For night-movers who love both new and old-time rock and roll: Metallica‘s “Turn the Page” might have been the be-all, end-all as far as mainstream Bob Seger covers go, but there are still plenty of closeted Fox listeners eager to prove that rock and roll will never forget the burly-voiced, scraggly-bearded head of the Silver Bullet Band. On Sweet 16s Turned 31, the now-defunct Hillary Step tries its hand at “Against the Wind,” moving from a breezy acoustic intro to a climactic chorus to an intriguing instrumental tangent that bears little resemblance to the original composition. But while the Step shakes down the Detroit-born Seger’s work, [Daryl], named after an ’80s sci-fi flick that predated Like a Rock by just a year, delivers a straight-faced reading of “Mainstreet” that includes both an unironic echo of that ballad’s overdrawn guitar solo and a classic-rock-radio-segue-ready fade-out ending.
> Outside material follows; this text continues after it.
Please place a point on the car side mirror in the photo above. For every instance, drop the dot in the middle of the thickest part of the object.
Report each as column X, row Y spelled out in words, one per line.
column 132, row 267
Sweep the Leg Johnny recreates Seger as a painfully earnest coffee-house singer/songwriter with its acoustic rendering of “Night Moves,” while Saraswati converts “Feel Like a Number” to indie language, inserting skittering drums, meandering guitar riffs and an inside-joke in-song skit. All of this tampering with time-honored barn burners might seem like risky business, but this is a wink-free disc — the heartlands-raised groups involved in this project seem to be paying honest homage to the quintessential Midwest rocker.